Integration: Elasticsearch
Use an Elasticsearch database with Haystack
Table of Contents
Overview
The ElasticsearchDocumentStore
is maintained in
haystack-core-integrations repo. It allows you to use
Elasticsearch as data storage for your Haystack pipelines.
For a details on available methods, visit the API Reference
Installation
To run an Elasticsearch instance locally, first follow the installation and start up guides.
pip install elasticsearch-haystack
Usage
Once installed, you can start using your Elasticsearch database with Haystack by initializing it:
from haystack_integrations.document_stores.elasticsearch import ElasticsearchDocumentStore
document_store = ElasticsearchDocumentStore(hosts = "http://localhost:9200")
Writing Documents to ElasticsearchDocumentStore
To write documents to your ElasticsearchDocumentStore
, create an indexing pipeline with a
DocumentWriter, or use the write_documents()
function.
For this step, you can use the available
TextFileToDocument and
DocumentSplitter, as well as other
Integrations that might help you fetch data from other resources.
Indexing Pipeline
from haystack_integrations.document_stores.elasticsearch import ElasticsearchDocumentStore
from haystack import Pipeline
from haystack.components.embedders import SentenceTransformersDocumentEmbedder
from haystack.components.converters import TextFileToDocument
from haystack.components.preprocessors import DocumentSplitter
from haystack.components.writers import DocumentWriter
document_store = ElasticsearchDocumentStore(hosts = "http://localhost:9200")

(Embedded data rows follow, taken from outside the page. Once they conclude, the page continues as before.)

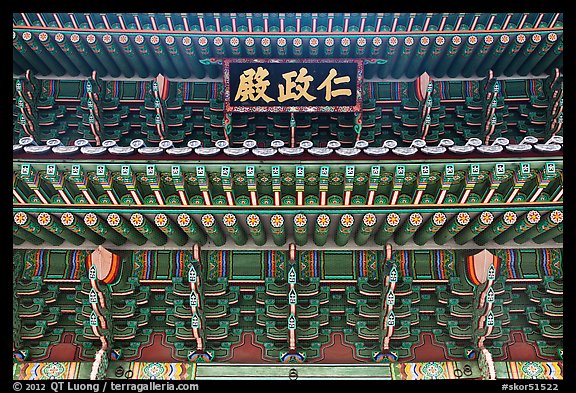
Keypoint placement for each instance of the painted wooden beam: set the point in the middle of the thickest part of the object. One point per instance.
(192, 229)
(149, 230)
(277, 229)
(49, 223)
(366, 227)
(235, 231)
(25, 235)
(45, 56)
(103, 229)
(300, 229)
(45, 39)
(25, 222)
(116, 56)
(527, 221)
(547, 222)
(131, 55)
(344, 229)
(478, 224)
(457, 223)
(502, 223)
(410, 226)
(213, 229)
(550, 234)
(429, 229)
(321, 229)
(387, 229)
(448, 58)
(256, 229)
(123, 227)
(77, 226)
(170, 229)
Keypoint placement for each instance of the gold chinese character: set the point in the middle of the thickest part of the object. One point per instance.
(253, 85)
(327, 84)
(302, 87)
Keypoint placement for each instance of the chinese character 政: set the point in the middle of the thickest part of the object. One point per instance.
(253, 85)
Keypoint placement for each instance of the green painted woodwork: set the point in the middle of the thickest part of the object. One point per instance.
(27, 223)
(321, 229)
(25, 235)
(213, 229)
(192, 229)
(300, 229)
(256, 229)
(429, 229)
(277, 229)
(102, 228)
(478, 224)
(387, 229)
(123, 227)
(234, 229)
(554, 233)
(149, 230)
(547, 222)
(410, 226)
(170, 229)
(526, 222)
(502, 223)
(77, 226)
(344, 229)
(49, 223)
(131, 56)
(367, 225)
(458, 222)
(463, 57)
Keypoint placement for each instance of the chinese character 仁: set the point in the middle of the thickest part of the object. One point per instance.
(327, 84)
(301, 84)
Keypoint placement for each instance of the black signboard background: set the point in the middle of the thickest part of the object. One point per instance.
(317, 68)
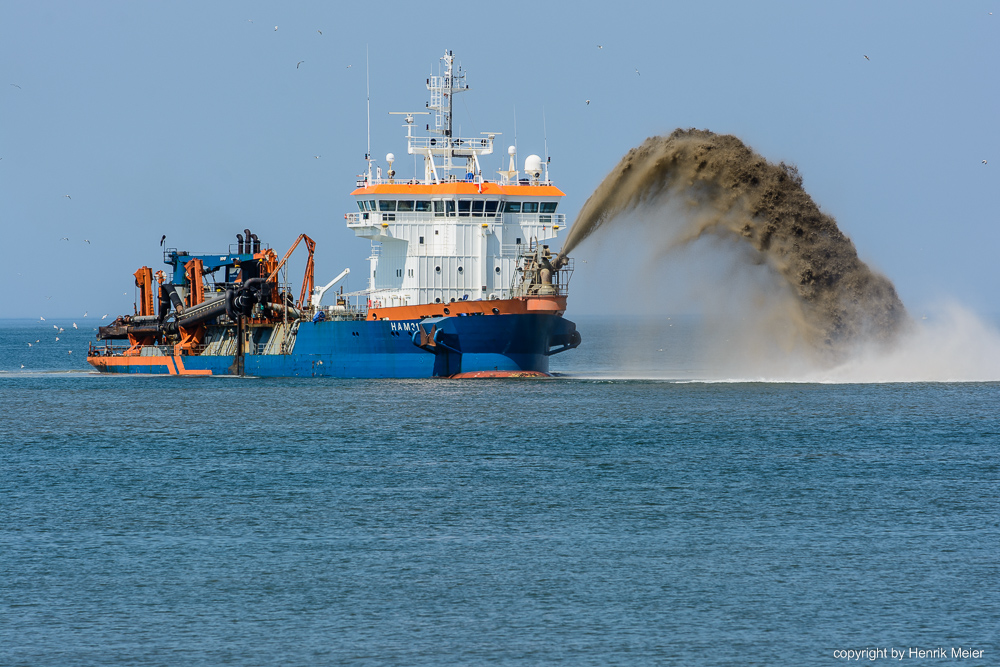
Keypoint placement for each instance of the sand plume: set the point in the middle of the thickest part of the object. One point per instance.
(726, 190)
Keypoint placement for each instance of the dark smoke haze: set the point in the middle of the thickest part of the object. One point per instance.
(729, 191)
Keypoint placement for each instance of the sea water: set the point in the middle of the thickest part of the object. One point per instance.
(584, 520)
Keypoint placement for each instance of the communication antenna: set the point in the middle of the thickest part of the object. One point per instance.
(545, 143)
(368, 96)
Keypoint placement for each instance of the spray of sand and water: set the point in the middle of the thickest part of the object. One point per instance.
(711, 185)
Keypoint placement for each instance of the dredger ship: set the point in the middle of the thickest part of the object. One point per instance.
(462, 281)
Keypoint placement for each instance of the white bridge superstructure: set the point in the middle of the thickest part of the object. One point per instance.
(453, 235)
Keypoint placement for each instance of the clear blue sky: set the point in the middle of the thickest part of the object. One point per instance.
(190, 119)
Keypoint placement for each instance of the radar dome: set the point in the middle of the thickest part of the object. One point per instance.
(533, 165)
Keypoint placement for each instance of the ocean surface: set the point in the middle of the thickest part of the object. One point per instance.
(590, 519)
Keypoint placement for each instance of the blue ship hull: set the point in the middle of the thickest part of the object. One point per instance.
(434, 347)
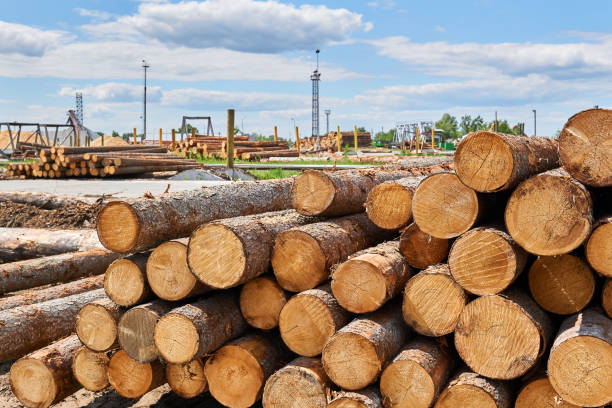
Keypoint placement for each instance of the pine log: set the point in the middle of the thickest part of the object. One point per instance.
(125, 280)
(199, 328)
(488, 161)
(599, 246)
(580, 362)
(585, 147)
(44, 377)
(485, 261)
(132, 379)
(187, 380)
(433, 301)
(238, 371)
(261, 301)
(562, 284)
(389, 205)
(303, 256)
(136, 328)
(470, 390)
(168, 274)
(139, 224)
(369, 278)
(549, 214)
(421, 249)
(30, 297)
(301, 383)
(309, 319)
(417, 375)
(53, 269)
(502, 336)
(96, 324)
(355, 355)
(27, 328)
(226, 253)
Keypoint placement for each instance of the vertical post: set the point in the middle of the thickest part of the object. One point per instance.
(230, 138)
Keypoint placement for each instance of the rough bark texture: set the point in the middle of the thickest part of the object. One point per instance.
(369, 278)
(550, 214)
(303, 256)
(488, 161)
(53, 269)
(136, 225)
(27, 328)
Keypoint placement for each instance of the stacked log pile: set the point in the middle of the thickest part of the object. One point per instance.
(459, 308)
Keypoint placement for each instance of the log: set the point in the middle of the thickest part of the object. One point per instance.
(261, 301)
(168, 274)
(59, 291)
(226, 253)
(561, 284)
(187, 380)
(136, 328)
(237, 372)
(470, 390)
(303, 256)
(599, 246)
(53, 269)
(17, 244)
(44, 377)
(486, 260)
(580, 362)
(132, 379)
(549, 214)
(389, 205)
(96, 324)
(488, 161)
(433, 301)
(420, 249)
(417, 375)
(199, 328)
(370, 278)
(309, 319)
(301, 383)
(139, 224)
(355, 355)
(585, 147)
(502, 336)
(90, 368)
(125, 280)
(27, 328)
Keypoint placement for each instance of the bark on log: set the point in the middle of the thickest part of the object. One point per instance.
(370, 278)
(417, 375)
(229, 252)
(549, 214)
(27, 328)
(44, 377)
(585, 147)
(489, 161)
(309, 319)
(502, 336)
(580, 362)
(301, 383)
(53, 269)
(433, 301)
(561, 284)
(261, 301)
(420, 249)
(199, 328)
(485, 261)
(354, 357)
(303, 256)
(136, 225)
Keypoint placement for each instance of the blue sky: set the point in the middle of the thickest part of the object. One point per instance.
(382, 61)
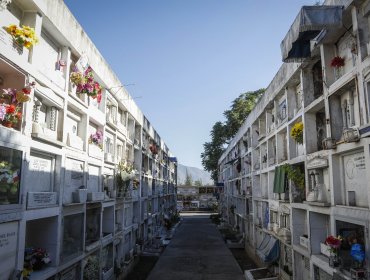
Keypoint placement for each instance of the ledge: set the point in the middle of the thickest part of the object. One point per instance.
(317, 203)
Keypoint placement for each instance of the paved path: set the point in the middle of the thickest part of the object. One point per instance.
(197, 252)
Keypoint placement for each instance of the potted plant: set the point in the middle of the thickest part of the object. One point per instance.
(297, 132)
(34, 259)
(337, 63)
(9, 182)
(85, 83)
(24, 36)
(11, 100)
(334, 245)
(329, 143)
(96, 144)
(80, 195)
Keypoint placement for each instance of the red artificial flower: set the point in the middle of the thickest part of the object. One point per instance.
(26, 90)
(337, 62)
(10, 109)
(333, 242)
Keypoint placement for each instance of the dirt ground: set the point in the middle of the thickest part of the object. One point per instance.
(143, 268)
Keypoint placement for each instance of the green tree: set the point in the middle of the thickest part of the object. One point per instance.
(239, 111)
(222, 133)
(213, 150)
(188, 179)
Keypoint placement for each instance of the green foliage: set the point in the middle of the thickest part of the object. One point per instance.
(239, 111)
(214, 149)
(295, 174)
(222, 133)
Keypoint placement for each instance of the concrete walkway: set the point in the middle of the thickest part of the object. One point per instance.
(197, 252)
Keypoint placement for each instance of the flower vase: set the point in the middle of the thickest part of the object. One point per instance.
(7, 124)
(334, 260)
(338, 72)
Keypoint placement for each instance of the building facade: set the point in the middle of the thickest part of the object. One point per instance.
(297, 172)
(85, 179)
(197, 197)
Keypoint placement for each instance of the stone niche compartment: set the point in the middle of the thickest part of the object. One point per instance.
(107, 261)
(73, 229)
(319, 231)
(93, 224)
(74, 178)
(355, 183)
(47, 239)
(94, 183)
(10, 176)
(76, 129)
(108, 221)
(295, 149)
(41, 172)
(300, 232)
(315, 126)
(8, 244)
(71, 273)
(318, 180)
(344, 111)
(91, 266)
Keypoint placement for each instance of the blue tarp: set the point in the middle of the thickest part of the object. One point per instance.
(269, 249)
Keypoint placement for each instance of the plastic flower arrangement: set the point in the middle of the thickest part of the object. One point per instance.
(10, 104)
(35, 259)
(153, 148)
(357, 254)
(126, 171)
(337, 62)
(9, 178)
(97, 138)
(334, 243)
(297, 132)
(86, 84)
(24, 36)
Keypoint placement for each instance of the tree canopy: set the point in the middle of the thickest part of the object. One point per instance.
(223, 132)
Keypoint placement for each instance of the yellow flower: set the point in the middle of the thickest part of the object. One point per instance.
(27, 44)
(12, 29)
(297, 132)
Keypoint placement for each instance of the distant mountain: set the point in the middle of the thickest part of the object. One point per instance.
(195, 173)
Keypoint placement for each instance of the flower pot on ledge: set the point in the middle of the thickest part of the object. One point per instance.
(95, 151)
(95, 196)
(325, 249)
(74, 141)
(80, 196)
(304, 242)
(329, 143)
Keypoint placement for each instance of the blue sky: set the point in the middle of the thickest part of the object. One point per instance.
(188, 59)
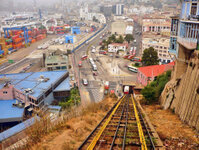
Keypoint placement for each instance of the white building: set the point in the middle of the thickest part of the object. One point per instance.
(114, 47)
(129, 30)
(161, 45)
(84, 14)
(118, 9)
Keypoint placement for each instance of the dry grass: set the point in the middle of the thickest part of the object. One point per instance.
(171, 129)
(71, 131)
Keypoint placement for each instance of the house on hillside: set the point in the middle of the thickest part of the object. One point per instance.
(147, 74)
(114, 47)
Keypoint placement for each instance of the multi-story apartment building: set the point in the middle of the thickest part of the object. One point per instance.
(188, 30)
(118, 9)
(156, 25)
(161, 45)
(173, 36)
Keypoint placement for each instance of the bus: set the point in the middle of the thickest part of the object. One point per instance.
(106, 85)
(94, 67)
(133, 69)
(80, 64)
(126, 90)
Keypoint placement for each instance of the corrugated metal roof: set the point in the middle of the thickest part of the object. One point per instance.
(64, 86)
(10, 113)
(22, 81)
(18, 128)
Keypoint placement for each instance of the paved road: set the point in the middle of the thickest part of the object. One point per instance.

converter = TextFileToDocument()
splitter = DocumentSplitter()
doc_embedder = SentenceTransformersDocumentEmbedder(model="sentence-transformers/multi-qa-mpnet-base-dot-v1")
writer = DocumentWriter(document_store)
indexing_pipeline = Pipeline()
indexing_pipeline.add_component("converter", converter)
indexing_pipeline.add_component("splitter", splitter)
indexing_pipeline.add_component("doc_embedder", doc_embedder)
indexing_pipeline.add_component("writer", writer)
indexing_pipeline.connect("converter", "splitter")
indexing_pipeline.connect("splitter", "doc_embedder")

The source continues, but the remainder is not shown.